SYSK 373: How to Impersonate the Original Caller When Calling the WCF Service in ASP.NET by Configuration Only
If your WCF services use role based authorization, and you need to pass the identity of the end user (original caller), you have a few options:
1. Use <identity impersonate=”true” /> in web.config
This is not my preference since there is quite a bit of overhead with doing security context switching for every web request, not to mention that all activity (not just WCF service invocations) will be done in the original caller’s context, e.g. you database calls, file access, etc.

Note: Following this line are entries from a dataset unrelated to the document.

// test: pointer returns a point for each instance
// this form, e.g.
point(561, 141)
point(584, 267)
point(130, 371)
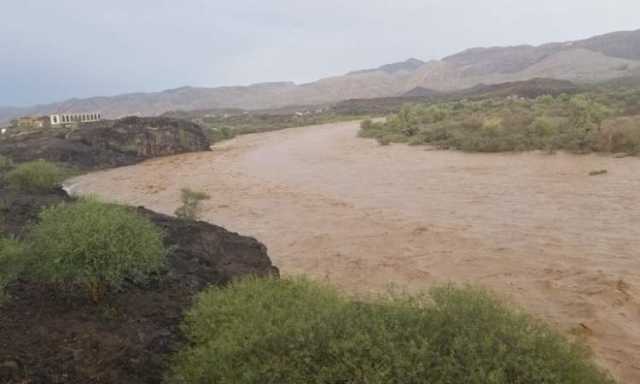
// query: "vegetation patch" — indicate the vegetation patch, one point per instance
point(5, 163)
point(94, 245)
point(295, 331)
point(36, 176)
point(11, 263)
point(190, 208)
point(603, 121)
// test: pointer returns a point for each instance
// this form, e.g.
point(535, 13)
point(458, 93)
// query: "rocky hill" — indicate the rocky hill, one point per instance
point(107, 143)
point(600, 58)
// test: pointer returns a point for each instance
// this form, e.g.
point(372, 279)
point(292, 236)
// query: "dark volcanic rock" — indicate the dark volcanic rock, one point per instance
point(204, 253)
point(54, 334)
point(49, 337)
point(108, 143)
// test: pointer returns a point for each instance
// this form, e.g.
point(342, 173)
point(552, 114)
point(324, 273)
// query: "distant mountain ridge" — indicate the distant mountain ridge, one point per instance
point(601, 58)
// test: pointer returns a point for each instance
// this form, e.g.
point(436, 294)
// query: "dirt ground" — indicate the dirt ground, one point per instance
point(536, 228)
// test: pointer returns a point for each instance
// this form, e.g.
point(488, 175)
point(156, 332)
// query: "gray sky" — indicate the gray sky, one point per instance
point(53, 50)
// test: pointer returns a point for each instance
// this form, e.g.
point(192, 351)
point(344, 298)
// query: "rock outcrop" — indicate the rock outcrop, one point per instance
point(48, 337)
point(108, 144)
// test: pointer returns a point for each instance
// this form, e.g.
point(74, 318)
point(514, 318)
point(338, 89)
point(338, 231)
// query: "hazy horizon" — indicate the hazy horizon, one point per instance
point(78, 49)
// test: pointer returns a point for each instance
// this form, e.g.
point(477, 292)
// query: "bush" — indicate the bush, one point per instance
point(36, 176)
point(190, 204)
point(95, 245)
point(5, 163)
point(11, 263)
point(270, 331)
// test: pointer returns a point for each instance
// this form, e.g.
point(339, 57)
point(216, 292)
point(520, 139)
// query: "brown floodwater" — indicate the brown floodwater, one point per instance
point(533, 227)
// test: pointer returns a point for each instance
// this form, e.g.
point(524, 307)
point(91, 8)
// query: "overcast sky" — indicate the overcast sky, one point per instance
point(54, 50)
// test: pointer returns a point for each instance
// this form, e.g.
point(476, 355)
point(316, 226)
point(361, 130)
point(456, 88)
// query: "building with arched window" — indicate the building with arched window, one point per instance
point(74, 118)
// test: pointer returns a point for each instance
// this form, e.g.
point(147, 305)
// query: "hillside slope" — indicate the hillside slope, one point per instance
point(600, 58)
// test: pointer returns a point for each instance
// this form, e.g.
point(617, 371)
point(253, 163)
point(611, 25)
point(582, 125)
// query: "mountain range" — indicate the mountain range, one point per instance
point(600, 58)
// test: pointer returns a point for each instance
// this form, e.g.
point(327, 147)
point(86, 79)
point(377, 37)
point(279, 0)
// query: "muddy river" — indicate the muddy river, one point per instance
point(534, 227)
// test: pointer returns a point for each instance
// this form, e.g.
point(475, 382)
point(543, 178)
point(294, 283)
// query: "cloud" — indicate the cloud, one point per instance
point(51, 50)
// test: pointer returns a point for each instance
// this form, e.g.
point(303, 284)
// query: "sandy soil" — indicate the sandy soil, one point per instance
point(534, 227)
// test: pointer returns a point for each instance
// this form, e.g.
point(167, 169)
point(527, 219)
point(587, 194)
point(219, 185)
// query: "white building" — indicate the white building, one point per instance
point(72, 118)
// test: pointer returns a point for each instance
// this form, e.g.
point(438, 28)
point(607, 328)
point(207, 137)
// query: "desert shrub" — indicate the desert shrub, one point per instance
point(12, 262)
point(190, 207)
point(573, 123)
point(5, 163)
point(36, 176)
point(95, 245)
point(294, 331)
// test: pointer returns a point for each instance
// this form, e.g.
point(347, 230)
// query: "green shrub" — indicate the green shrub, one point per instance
point(11, 263)
point(283, 331)
point(36, 176)
point(586, 122)
point(5, 163)
point(190, 207)
point(95, 245)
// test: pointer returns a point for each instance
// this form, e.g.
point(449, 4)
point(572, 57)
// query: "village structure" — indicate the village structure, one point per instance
point(55, 120)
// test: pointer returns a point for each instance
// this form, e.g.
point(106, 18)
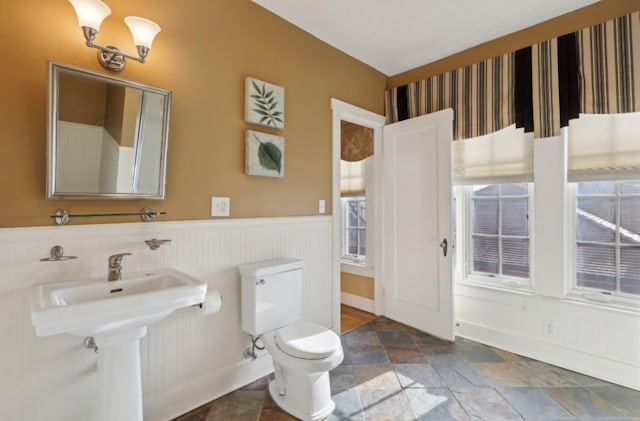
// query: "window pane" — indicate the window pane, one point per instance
point(596, 187)
point(520, 189)
point(630, 270)
point(363, 242)
point(596, 267)
point(596, 219)
point(515, 214)
point(630, 187)
point(630, 220)
point(515, 258)
point(352, 241)
point(352, 213)
point(485, 216)
point(361, 210)
point(485, 254)
point(492, 190)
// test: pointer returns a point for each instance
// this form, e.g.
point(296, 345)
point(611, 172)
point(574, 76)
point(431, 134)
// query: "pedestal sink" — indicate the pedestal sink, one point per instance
point(116, 314)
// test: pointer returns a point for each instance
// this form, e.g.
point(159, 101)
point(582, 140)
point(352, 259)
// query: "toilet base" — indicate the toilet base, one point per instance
point(321, 407)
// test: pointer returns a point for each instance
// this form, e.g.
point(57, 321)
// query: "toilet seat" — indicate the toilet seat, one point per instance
point(307, 340)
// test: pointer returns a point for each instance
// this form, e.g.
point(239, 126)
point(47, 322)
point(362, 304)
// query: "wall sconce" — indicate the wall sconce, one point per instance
point(91, 13)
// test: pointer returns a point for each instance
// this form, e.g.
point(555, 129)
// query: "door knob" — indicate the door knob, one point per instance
point(444, 244)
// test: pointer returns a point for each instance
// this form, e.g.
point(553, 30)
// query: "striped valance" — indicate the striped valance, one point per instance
point(481, 96)
point(609, 59)
point(539, 88)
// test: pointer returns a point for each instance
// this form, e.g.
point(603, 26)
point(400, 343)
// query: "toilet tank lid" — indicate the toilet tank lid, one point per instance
point(269, 267)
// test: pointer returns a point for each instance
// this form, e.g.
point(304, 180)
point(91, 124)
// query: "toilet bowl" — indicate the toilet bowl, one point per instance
point(303, 353)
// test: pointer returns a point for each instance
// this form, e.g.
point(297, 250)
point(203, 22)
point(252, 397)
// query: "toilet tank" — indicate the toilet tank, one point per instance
point(271, 294)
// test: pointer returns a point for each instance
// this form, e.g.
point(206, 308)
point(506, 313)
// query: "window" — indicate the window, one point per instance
point(499, 237)
point(355, 228)
point(608, 236)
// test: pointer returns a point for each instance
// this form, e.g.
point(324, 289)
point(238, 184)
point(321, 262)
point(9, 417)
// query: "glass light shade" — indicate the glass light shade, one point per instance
point(143, 30)
point(90, 13)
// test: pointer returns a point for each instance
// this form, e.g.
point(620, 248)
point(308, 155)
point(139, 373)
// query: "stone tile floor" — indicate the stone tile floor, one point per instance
point(394, 372)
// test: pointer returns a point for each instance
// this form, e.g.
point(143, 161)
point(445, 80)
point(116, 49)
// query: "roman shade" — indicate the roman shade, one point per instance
point(505, 156)
point(352, 178)
point(604, 147)
point(356, 142)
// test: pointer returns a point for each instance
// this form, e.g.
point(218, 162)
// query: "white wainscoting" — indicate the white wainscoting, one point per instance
point(587, 338)
point(187, 358)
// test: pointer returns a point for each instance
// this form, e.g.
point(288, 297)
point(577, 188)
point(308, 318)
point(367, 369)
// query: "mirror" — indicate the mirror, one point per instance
point(107, 137)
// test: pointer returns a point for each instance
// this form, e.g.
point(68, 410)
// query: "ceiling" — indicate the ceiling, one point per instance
point(394, 36)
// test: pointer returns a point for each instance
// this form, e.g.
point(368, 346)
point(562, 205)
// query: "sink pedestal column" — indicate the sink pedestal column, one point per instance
point(119, 387)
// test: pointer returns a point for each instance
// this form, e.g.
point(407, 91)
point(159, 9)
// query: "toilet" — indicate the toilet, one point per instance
point(302, 352)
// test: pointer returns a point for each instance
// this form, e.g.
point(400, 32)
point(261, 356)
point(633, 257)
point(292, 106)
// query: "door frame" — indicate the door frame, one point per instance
point(342, 111)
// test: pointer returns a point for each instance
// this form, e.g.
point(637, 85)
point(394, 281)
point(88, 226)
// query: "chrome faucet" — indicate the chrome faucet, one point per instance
point(115, 266)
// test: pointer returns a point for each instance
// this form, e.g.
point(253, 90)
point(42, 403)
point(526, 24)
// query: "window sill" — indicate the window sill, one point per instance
point(616, 305)
point(354, 268)
point(501, 284)
point(604, 302)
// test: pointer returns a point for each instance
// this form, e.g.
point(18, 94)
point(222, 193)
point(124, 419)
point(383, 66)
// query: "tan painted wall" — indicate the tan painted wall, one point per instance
point(361, 286)
point(203, 54)
point(591, 15)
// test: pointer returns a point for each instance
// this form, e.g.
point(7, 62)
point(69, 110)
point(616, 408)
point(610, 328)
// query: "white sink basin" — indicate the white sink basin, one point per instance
point(100, 308)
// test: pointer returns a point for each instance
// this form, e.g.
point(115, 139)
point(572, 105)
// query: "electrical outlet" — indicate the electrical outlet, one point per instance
point(550, 328)
point(220, 206)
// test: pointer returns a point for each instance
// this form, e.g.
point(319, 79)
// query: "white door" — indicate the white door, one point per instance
point(418, 289)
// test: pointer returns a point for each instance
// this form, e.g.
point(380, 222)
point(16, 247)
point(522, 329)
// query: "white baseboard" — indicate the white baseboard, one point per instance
point(188, 397)
point(592, 365)
point(358, 302)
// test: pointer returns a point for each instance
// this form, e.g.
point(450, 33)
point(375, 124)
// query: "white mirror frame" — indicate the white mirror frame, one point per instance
point(54, 70)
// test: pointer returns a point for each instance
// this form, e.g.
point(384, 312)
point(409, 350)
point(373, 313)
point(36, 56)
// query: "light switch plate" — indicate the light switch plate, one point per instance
point(220, 206)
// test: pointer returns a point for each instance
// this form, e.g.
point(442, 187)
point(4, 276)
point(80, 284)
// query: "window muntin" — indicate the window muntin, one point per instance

2. Call HttpContext.Current.User.Impersonate before calling a WCF service as described in http://msdn.microsoft.com/en-us/library/cc949013.aspx:
using System.Security.Principal;
…
protected void Button1_Click(object sender, EventArgs e)
{
// Obtain the authenticated user's Identity and impersonate the original caller
using (((WindowsIdentity)HttpContext.Current.User.Identity).Impersonate())
{
WCFTestService.ServiceClient myService = new WCFTestService.ServiceClient();
Response.Write(myService.GetData(123) + "<br/>");
myService.Close();
}
}
…
3. And, finally, my preference – using WCF behavior extensions
Here is how it works:
1. In the web.config of your web site, add the following behavior extension:
<system.serviceModel>
<extensions>
<behaviorExtensions>
< addname = "httpContextIdentity"type="HttpContextIdentityBehavior, WCFExtensions, Version=1.0.0.0, Culture=neutral, PublicKeyToken=null" />
</behaviorExtensions>
</extensions>
<behaviors>
<endpointBehaviors>
<behavior name="YourBehaviorNameHere">
. . .
< httpContextIdentity />
</behavior>
</endpointBehaviors>
</behaviors>
. . .
</system.serviceModel>
2. Create WCFExtensions class library project and add the HttpContextIdentityBehavior implementation class listed below:
using System;
using System.Security.Principal;
using System.ServiceModel.Description;
using System.ServiceModel.Dispatcher;
using System.Web;
// TODO: add SEH & logging
public class HttpContextIdentityBehaviorImpl : IClientMessageInspector, IEndpointBehavior
{
public void AfterReceiveReply(ref System.ServiceModel.Channels.Message reply, object correlationState)
{
WindowsImpersonationContext wic = correlationState as WindowsImpersonationContext;
if (wic != null)
{
wic.Undo();
wic.Dispose();
}
}
public object BeforeSendRequest(ref System.ServiceModel.Channels.Message request, System.ServiceModel.IClientChannel channel)
{
if (HttpContext.Current != null && HttpContext.Current.User != null)
{
WindowsIdentity wi = (WindowsIdentity)HttpContext.Current.User.Identity;
return wi.Impersonate();
}
else
{
// TODO: log error
return null;
}
}
public void AddBindingParameters(ServiceEndpoint endpoint, System.ServiceModel.Channels.BindingParameterCollection bindingParameters)
{
// Nothing to do
}
public void ApplyClientBehavior(ServiceEndpoint endpoint, ClientRuntime clientRuntime)
{
clientRuntime.MessageInspectors.Add(this);
}
public void ApplyDispatchBehavior(ServiceEndpoint endpoint, EndpointDispatcher endpointDispatcher)
{
// HACK: in .NET 3.5 on Windows 7, this event is not fired...
// As a workaround, use MessageInspectors instead of CallContextInitializers
//foreach (DispatchOperation od in endpointDispatcher.DispatchRuntime.Operations)
//{
// od.CallContextInitializers.Add(new X());
//}
}
public void Validate(ServiceEndpoint endpoint)
{
// Nothing to do
}
}
public class HttpContextIdentityBehavior : System.ServiceModel.Configuration.BehaviorExtensionElement
{
public override Type BehaviorType
{
get { return typeof(HttpContextIdentityBehaviorImpl); }
}
protected override object CreateBehavior()
{
return new HttpContextIdentityBehaviorImpl();
}
}
3. Deploy WCFExtensions.dll assembly to the web site’s bin folder (or GAC, or use <probing> element to tell the .NET class loader where to find it…)
4. That’s it…
As always, your comments are welcome and are appreciated.